Akhirnya Mahkamah menyatakan mengabulkan seluruh permohonan Pemohon dimana Mahkamah menyatakan bank harus taat pada putusan pengadilan. Mahkamah berpendapat ketentuan yang menyatakan pengurus bank hanya tunduk pada peraturan tertentu yang berlaku hanya pada sector perbankan merupakan bentuk pengabaiian terhadap suatu putusan pengadilan.
Mahkamah mempertimbangkan banyak hal terlebih dahulu salah satu yang menjadi pertimbangan Mahkamah yakni sifat putusan yang telah memiliki kekuataan hokum mengikat sehingga harus dilaksanakan. Putusan yang demikian termasuk putusan pengadilan yang memiliki sifat kekuataan mengikat, kekuataan bukti dan kekuataan untuk dilaksanakan. Suatu putusan yang mempunyai kekuataan untuk dilaksanakan merupakan tindak lanjut dari putusan yang berasal dari proses hokum melalui peradilan penyelesaian sengketa yang mengikat.

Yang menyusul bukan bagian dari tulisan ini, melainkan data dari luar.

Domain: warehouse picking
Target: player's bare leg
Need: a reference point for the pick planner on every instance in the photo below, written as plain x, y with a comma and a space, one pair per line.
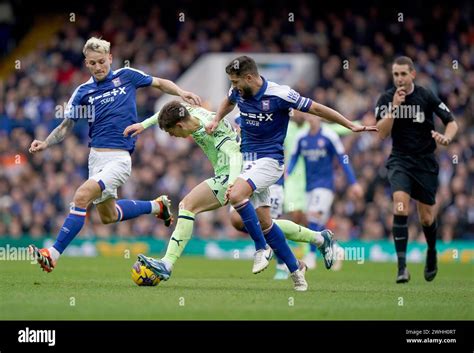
401, 201
427, 214
200, 199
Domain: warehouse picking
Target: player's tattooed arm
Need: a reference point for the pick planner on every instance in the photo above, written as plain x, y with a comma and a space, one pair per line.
56, 136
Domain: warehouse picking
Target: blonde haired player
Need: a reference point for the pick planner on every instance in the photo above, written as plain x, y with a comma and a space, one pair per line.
108, 101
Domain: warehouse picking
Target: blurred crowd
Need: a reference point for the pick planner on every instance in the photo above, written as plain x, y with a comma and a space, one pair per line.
355, 52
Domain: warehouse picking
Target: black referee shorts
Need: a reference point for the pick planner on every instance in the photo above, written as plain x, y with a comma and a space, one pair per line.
416, 175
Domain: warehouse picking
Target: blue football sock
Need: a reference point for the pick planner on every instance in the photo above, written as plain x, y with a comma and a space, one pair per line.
252, 225
317, 228
276, 239
72, 225
128, 209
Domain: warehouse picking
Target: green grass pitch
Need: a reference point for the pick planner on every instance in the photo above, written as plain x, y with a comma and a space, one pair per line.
201, 289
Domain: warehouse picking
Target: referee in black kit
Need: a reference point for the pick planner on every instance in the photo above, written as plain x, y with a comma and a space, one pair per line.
406, 113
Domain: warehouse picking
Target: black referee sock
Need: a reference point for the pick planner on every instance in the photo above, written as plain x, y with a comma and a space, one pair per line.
400, 236
430, 235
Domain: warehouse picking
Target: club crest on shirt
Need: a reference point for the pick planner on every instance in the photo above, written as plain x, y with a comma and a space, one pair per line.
116, 82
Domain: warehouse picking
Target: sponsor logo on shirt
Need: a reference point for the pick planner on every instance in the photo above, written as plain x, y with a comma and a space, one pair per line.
107, 97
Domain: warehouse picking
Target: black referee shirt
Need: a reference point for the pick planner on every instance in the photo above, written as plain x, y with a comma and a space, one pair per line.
411, 131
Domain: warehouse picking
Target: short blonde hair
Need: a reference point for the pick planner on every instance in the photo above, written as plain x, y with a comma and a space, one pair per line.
97, 45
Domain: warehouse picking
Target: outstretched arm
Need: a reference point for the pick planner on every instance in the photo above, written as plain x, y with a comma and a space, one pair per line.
138, 128
170, 87
56, 136
449, 133
225, 108
332, 115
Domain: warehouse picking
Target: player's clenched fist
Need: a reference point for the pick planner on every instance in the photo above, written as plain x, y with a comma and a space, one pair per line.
135, 129
37, 146
211, 127
399, 96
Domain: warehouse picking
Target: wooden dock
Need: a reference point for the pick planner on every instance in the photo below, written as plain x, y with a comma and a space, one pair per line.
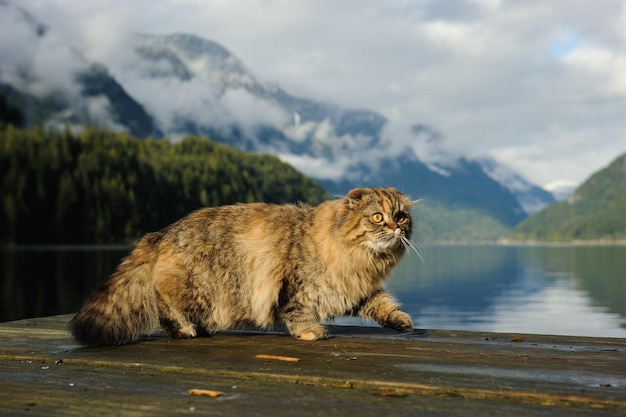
358, 372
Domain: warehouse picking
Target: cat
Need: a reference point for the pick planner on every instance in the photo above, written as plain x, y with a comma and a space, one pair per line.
257, 264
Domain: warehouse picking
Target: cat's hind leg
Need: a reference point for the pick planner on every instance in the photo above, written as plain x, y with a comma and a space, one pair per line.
174, 321
171, 302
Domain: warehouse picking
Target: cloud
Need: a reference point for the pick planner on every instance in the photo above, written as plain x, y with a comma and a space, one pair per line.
514, 80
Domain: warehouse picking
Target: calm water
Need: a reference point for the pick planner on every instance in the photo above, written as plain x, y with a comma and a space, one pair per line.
569, 290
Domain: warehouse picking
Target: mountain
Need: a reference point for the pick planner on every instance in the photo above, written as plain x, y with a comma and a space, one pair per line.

Putusan yang demikian pun telah dianggap menjadi hokum bagi para pihak. Putusan yang mempunyai kekuataan hukum tetap harus dilaksanakan serta tidak dapat diubah oleh siapapun. Terlebih dengan menimbang perinsip adagium that judgment was that of God maka putuan pengadilan juga menempatkan putusan hakim sbg kebenaran terakhir dalam upaya penegakan hokum kebenaraan dan keadilaan.
Hal lain yang menjadi pertimbangan Mahkamah yakni bunyi ketentuan Pasal 40 ayat (1) UU Perbankan. Pasal tsb menegaskan bank harus tunduk kepada kepentingan peradilan. Pasal 42 ayat (1) UU Perbankan juga menyatakan “Untuk kepentingan peradilan dalam perkara pidana, Pimpinan BI dapat memberikan izizn kepada Polisi, Jaksa, Hakim untuk memperoleh keterangan dari bank mengenai simpanan tersangka atau terdakwa pada bank”.
Mahkamah menyatakan bahwa suatu putusan termasuk putusan pengadilan akan tidak ada artinya bila dilaksanakan. Bila tidak dilaksanakan maka telah terjadi pelanggaraan terhadap hukum dan peraturan perundang-undangan yang berlaku dalam Negara RI. Mahkamah berpendapat bahwa suatu putusan tidak ada artinya apabila tidak dilaksanakan dan merupakan pelanggaran terhadap hokum dan peraturan perundang-undangan yang berlaku dalam Negara RI yang merupakan Negara hukum sesuai dengan UUD 1945 dan pihak lain yang terkait langsung maupun tidak langsung harus menghormati putusan pengadilan, serta pengabaian pengurus bank terhadap putusan pengadilan karena berlindung di bawah ketentuan frasa ‘bagi bank’.
Menurut Mahkamah bertentang dengan Pasal 28D UUD 1945. Dalam amar putusannya Mahkamah menyatakan mengabulkan permohoan Pemohon untuk seluruhnya, Mahkamah juga menyatakan frasa “bagi bank” dalam Pasal 49 ayat (2) huruf b UU Perbankan bertentangan dengan UUD 1945 dan tidak mempunyai kekuataan hokum mengikat.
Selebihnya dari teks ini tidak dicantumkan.